Los veranos en Monreal tenían un apretado programa de actividades. A bañarnos al río en Villacadima, a los Ojos en bicicleta o a hacerle una visita a la Copa del agua, a la primera, a la que hoy sigue en pie compitiendo con la segunda, mucho más grande y muchísimo más fea.
Antes de comer, al vermú al Casino, donde hacían la mejor ensaladilla rusa del mundo, o al Carlos, probablemente el bar más bonito de todo el planeta, o al Gato Negro, que me daba un poco de miedo por el nombre, o al Fañanás, si había que esperar a alguien que venía en el coche de línea.
Por la tarde, a jugar al frontón a 40 grados (o los que hiciera, pero muchos), a comprar chocolate en las Latasa; y torta, unos días en la Tahona y otros en el horno de Carlín, que había que repartir entre los negocios del pueblo, o a acompañar a mis padres a comprar pescado, en ‘Paco el del pescao’, o jamón y olivas negras en la tienda de Redón.
Siempre y cuando no se pinchara la bici y hubiera que ir al taller de Celestino a suplicarle para que nos cambiara la cámara y nos engrasara la cadena porque se salía a todas horas. Eso, o hubiéramos quedado para coger renacuajos en la acequia.
Si se acercaban las fiestas, había que sacar tiempo para montar la peña en el granero de casa o en la piscina de los Tanis y si mi padre estaba de buen humor, rematábamos las tardes yendo a la explanada del silo para que nos enseñara a conducir.

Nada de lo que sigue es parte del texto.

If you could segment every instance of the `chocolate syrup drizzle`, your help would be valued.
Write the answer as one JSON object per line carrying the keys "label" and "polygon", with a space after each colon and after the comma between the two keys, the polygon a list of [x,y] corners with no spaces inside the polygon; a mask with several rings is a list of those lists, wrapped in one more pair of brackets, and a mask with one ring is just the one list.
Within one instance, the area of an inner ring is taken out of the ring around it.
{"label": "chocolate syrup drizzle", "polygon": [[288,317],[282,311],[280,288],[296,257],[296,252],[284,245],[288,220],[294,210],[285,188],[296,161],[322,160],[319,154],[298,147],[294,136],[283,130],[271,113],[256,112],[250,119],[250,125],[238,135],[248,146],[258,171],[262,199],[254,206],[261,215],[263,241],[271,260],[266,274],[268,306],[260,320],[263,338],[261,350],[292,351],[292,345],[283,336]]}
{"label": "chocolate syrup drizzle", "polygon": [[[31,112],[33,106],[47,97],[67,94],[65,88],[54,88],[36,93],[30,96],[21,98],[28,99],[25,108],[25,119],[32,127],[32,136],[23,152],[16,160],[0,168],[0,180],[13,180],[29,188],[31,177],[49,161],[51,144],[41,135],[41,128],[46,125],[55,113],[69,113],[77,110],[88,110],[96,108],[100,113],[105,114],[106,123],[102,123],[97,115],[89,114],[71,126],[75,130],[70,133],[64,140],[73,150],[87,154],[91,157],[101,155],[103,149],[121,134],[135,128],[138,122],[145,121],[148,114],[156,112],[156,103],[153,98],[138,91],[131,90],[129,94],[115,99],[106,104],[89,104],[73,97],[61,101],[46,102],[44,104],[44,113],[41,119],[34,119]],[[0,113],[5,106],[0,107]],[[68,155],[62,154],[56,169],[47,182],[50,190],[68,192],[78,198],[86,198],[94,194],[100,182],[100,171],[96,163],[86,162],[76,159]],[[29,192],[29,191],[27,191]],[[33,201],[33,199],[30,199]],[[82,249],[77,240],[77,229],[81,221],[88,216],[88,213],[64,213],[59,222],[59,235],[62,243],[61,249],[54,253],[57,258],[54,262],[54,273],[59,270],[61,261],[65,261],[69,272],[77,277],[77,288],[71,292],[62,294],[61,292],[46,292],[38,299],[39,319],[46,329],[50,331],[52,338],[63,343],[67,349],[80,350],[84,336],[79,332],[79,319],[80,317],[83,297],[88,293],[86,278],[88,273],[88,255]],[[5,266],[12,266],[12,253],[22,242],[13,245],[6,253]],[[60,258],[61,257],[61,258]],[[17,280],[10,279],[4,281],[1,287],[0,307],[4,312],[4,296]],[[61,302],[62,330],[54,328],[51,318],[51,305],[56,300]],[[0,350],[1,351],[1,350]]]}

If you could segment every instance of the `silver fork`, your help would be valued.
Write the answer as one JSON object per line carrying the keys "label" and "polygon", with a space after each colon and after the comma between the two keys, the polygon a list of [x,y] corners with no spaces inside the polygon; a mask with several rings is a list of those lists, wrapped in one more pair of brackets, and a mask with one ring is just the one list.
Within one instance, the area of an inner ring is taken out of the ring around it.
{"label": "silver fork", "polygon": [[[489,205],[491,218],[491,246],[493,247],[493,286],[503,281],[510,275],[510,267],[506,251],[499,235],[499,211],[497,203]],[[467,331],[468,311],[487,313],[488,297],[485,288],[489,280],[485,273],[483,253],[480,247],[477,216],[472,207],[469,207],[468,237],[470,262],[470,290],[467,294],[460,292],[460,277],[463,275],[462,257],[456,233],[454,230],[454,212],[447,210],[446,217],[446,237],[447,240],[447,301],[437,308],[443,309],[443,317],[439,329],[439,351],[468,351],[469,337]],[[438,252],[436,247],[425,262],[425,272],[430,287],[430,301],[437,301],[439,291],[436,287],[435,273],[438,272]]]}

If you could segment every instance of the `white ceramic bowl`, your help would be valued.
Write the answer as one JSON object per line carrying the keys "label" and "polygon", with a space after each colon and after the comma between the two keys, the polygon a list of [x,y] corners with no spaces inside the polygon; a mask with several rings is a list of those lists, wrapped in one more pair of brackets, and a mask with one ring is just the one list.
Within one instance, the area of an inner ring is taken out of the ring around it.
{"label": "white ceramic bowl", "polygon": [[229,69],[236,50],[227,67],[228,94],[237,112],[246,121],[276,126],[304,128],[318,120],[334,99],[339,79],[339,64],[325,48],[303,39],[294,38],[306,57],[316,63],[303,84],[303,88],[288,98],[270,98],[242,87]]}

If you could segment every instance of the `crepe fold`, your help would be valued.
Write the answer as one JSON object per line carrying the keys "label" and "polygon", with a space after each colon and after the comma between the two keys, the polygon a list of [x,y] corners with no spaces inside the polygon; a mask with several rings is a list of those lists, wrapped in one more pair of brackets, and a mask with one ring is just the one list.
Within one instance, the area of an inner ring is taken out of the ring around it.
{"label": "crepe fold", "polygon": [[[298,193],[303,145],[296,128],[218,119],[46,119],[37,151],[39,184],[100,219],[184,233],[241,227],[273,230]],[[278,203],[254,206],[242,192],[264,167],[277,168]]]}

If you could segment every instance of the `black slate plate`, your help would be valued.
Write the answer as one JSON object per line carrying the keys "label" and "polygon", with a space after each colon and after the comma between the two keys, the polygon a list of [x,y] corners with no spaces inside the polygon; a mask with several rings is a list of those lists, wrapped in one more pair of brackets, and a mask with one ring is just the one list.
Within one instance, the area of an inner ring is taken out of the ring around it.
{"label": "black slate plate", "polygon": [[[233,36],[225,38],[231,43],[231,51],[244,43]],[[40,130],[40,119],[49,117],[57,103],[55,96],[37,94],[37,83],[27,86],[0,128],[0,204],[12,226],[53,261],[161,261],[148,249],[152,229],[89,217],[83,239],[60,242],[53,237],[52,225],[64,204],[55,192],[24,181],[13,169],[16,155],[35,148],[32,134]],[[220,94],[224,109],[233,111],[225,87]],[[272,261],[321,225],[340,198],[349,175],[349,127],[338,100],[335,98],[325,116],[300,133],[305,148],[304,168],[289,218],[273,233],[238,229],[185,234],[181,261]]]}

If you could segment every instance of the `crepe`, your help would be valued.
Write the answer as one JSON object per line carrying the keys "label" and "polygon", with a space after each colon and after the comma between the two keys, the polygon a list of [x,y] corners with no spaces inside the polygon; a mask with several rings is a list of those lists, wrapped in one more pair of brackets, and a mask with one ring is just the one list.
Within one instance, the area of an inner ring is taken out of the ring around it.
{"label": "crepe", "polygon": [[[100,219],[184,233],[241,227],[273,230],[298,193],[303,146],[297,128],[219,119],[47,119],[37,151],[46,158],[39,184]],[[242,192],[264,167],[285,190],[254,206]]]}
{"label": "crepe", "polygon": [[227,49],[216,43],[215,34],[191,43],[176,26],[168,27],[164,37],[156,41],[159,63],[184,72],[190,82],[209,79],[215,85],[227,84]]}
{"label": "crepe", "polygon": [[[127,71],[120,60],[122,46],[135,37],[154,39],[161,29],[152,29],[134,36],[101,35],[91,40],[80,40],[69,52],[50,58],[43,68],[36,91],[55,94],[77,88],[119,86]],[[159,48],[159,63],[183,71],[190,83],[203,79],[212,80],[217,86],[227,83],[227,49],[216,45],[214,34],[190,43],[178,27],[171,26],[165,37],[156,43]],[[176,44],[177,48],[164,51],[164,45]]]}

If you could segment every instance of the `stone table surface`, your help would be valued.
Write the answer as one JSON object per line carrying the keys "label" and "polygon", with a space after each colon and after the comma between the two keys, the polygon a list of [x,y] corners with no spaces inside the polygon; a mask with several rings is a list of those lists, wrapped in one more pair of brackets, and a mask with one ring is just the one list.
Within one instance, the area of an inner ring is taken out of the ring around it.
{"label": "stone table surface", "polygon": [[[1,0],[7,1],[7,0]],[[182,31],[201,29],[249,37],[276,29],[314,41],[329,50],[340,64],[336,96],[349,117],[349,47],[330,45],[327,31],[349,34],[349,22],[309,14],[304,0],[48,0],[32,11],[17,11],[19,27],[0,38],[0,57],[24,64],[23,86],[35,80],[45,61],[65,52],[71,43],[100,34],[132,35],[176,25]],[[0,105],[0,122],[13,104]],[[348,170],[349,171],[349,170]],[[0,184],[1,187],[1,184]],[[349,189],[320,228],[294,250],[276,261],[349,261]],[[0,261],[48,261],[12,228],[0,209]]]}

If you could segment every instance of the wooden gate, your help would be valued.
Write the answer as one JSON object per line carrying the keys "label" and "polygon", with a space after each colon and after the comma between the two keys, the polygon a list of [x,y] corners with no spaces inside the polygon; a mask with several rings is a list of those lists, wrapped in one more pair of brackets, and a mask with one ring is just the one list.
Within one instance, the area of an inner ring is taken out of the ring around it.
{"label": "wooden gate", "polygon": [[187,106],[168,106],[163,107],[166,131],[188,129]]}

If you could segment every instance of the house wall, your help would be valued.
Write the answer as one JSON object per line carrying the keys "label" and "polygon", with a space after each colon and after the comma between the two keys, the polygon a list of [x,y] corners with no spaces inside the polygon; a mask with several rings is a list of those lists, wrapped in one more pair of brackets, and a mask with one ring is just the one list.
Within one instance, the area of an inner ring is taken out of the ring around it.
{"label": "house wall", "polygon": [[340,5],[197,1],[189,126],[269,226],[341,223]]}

Antes de cenar, una visita rápida a la Maximina para llevarle una bolsa de pipas y, si había suerte, a recoger una tortilla de patata que nos había hecho. No hace falta que diga que era, es y será la mejor tortilla del universo.
Y cuando ya fuimos algo más mayores, el día se terminaba tomando algo en ‘los morritos’, un bar que tenía dos enormes labios de mujer como ventanas. Toda una modernez para aquellos tiempos.
Hoy, en pleno mes de agosto, yo, que por circunstancias me quedé sin pueblo, solo puedo decir que echo de menos aquellos veranos, porque los veranos sin pueblo son menos veranos.